The 'Uchen letters in printed or uncial writing is known as ཚུགསམ་ tshûm. Dzongkha alphabet are also written in different ways namely མགྱོགས་ཚུགསམ་ jôtshum, Bhutanese formal longhand and མགྱོགས་ཡིག་ jôyi, Bhutanese cursive longhand.
Dzongkha is a tone language with two distinctive tones, a high register and a low register tone.
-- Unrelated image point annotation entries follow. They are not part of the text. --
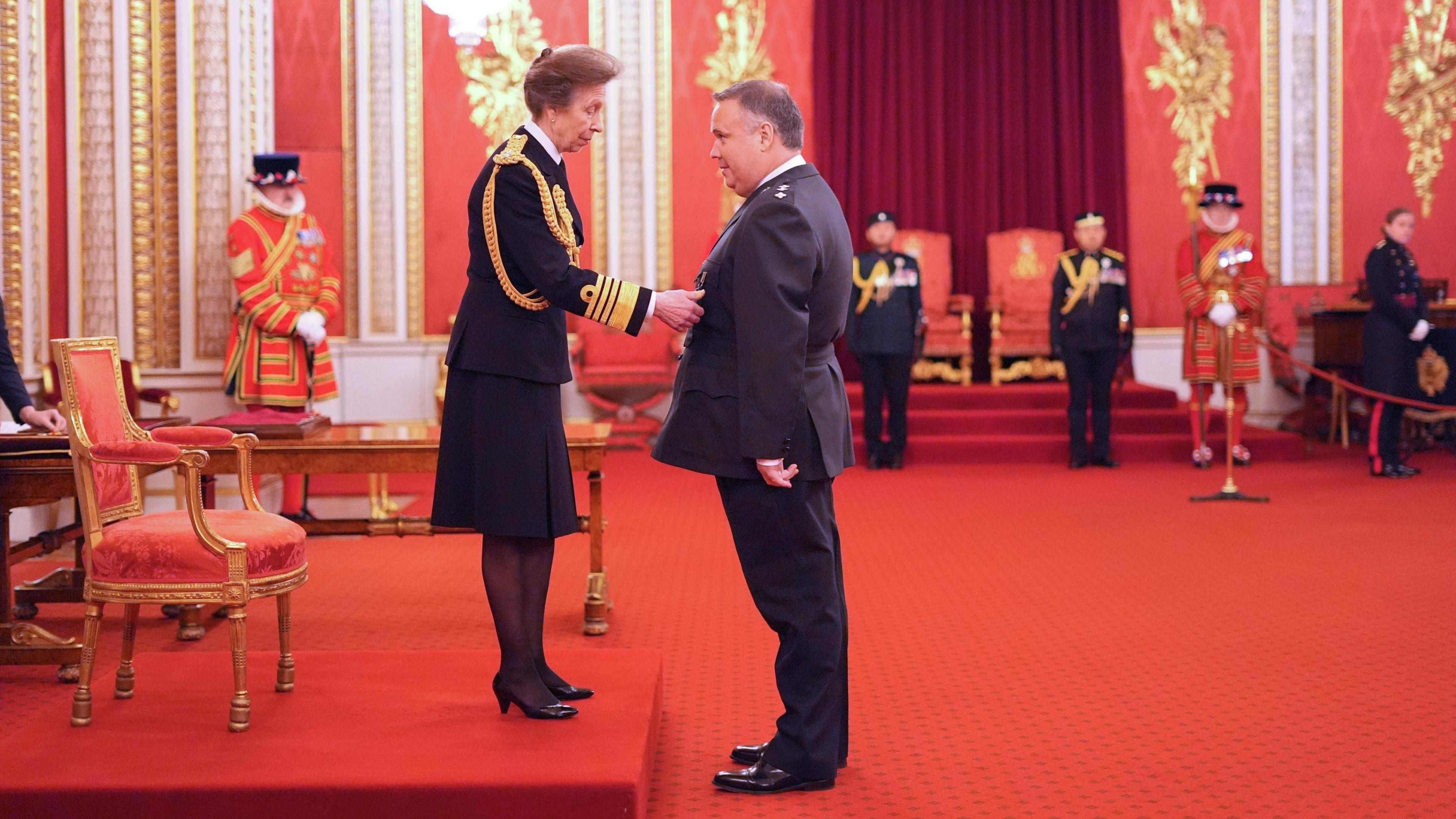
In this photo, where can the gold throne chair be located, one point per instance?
(184, 557)
(947, 350)
(1021, 263)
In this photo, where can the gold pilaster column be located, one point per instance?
(155, 253)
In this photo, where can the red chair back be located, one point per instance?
(94, 396)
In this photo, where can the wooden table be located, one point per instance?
(47, 477)
(1340, 349)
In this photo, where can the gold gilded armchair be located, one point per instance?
(184, 557)
(947, 350)
(1021, 263)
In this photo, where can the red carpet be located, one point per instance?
(1027, 423)
(363, 735)
(1026, 640)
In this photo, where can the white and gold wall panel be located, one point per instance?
(24, 180)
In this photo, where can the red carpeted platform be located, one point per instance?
(364, 734)
(1024, 642)
(1027, 423)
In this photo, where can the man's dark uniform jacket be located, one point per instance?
(493, 334)
(12, 385)
(761, 363)
(1397, 303)
(759, 381)
(1092, 322)
(886, 329)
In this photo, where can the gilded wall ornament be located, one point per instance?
(497, 71)
(1433, 372)
(740, 57)
(1197, 66)
(1423, 91)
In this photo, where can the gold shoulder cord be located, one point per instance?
(554, 206)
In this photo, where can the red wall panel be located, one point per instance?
(1156, 219)
(309, 111)
(697, 183)
(56, 183)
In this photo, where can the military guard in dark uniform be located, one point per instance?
(1091, 331)
(884, 320)
(1392, 339)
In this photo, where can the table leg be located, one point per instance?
(22, 643)
(598, 591)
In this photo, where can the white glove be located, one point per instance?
(1224, 314)
(311, 329)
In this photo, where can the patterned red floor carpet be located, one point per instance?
(1026, 640)
(1027, 423)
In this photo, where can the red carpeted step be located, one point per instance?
(1053, 448)
(1043, 396)
(1036, 422)
(363, 735)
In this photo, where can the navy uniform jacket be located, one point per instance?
(1092, 322)
(493, 334)
(1395, 305)
(889, 329)
(12, 385)
(759, 377)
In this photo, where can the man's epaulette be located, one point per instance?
(784, 192)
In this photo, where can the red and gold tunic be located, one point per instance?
(282, 269)
(1244, 279)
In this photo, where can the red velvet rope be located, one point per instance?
(1355, 388)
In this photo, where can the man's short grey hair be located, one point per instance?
(769, 102)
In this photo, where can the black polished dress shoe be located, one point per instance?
(766, 779)
(565, 693)
(504, 699)
(750, 754)
(747, 754)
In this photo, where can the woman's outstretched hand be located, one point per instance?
(679, 310)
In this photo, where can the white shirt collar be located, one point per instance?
(799, 159)
(541, 136)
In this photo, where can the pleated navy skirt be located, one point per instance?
(504, 467)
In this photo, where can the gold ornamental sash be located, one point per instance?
(554, 208)
(1084, 282)
(1210, 260)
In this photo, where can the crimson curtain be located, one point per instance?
(972, 117)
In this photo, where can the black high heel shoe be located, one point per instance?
(557, 712)
(565, 693)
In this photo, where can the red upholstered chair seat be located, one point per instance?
(164, 549)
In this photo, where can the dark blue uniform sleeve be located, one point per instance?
(1381, 277)
(12, 385)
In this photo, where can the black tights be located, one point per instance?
(518, 573)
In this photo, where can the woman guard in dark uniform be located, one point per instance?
(1394, 330)
(504, 468)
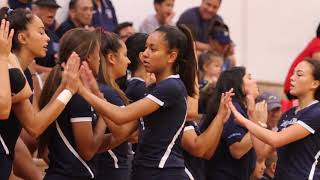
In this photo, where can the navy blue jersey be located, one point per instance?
(63, 155)
(159, 141)
(108, 162)
(136, 89)
(222, 165)
(194, 166)
(299, 159)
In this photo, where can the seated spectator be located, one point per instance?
(271, 164)
(259, 169)
(274, 109)
(312, 50)
(210, 65)
(199, 20)
(46, 10)
(220, 41)
(25, 4)
(163, 16)
(124, 30)
(104, 15)
(80, 15)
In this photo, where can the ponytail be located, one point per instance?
(180, 38)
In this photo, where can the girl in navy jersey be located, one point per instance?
(298, 138)
(78, 133)
(113, 163)
(170, 56)
(235, 156)
(136, 87)
(29, 29)
(5, 48)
                                       Dzongkha Syllable Onsets Marked For Tone
High Low
nasals
velar nasal 'nga རྔ་ nga ང་
palatal nasal 'nya རྙ་ nya ཉ་
dental nasal 'na རྣ་ na ན་
bilabial nasal 'ma རྨ་ ma མ་
Glides
palatal glide 'ya དབྱའ་ ya ཡ་
voiced lateral 'la རླ་ la ལ་
labiovelar glide 'wa དབའ་ wa ཝ་


                                                                  vowels
front closed unrounded 'i ཨི་ i འི་
front closed rounded 'ü ཨུས་ ü འུས་
back closed rounded 'u ཨུ་ u འུ་
front half-open unrounded 'e ཨེ་ e འེ་
front half-open rounded 'ö ཨོས་ ö འོས་
back half-open unrounded 'o ཨོ་ o འོ་
front open 'ä ཨས་ ä འས་
back open 'a ཨ་ a འ་


There are Dzongkha syllable onsets not marked for tone, example:

high register low register
unvoiced aspirated voiced devoiced
velar plosive ka ཀ་ kha ཁ་ ga རྒ་ g'a ག་
palatal affricate ca ཅ་ cha ཆ་ ja རྗ་ j'a ཇ་
dental plosive ta ཏ་ tha ཐ་ da རྡ་ d'a ད་
retroflex plosive tra ཀྲ་ thra ཁྲ་ dra སྒྲ་ dr'a གྲ་
bilabial plosive pa པ་ pha ཕ་ ba རྦ་ b'a བ་
alveolar affricate tsa ཙ་ tsha ཚ་ dza ཛ་
bilabial palatal affricate pca པྱ་ pcha ཕྱ་ bja སྦྱ་ bj'a བྱ་
palatal sibilant sha ཤ་ zha གཞ་ zh'a ཞ་
alveolar sibilant sa ས་ za གཟ་ z'a ཟ་
apical continuant hra ཧྲ་ ra ར་
lateral continuant lha ལྷ་
voiceless aspirate ha ཧ་

Given above is brief introduction to Dzongkha, the national language of the Kingdom of Bhutan, predominantly Buddhist country which lies in the eastern Himalayas. We have also mentioned about the Dzongkha Scripts and tried to explain some of the basic phonology of Dzongkha.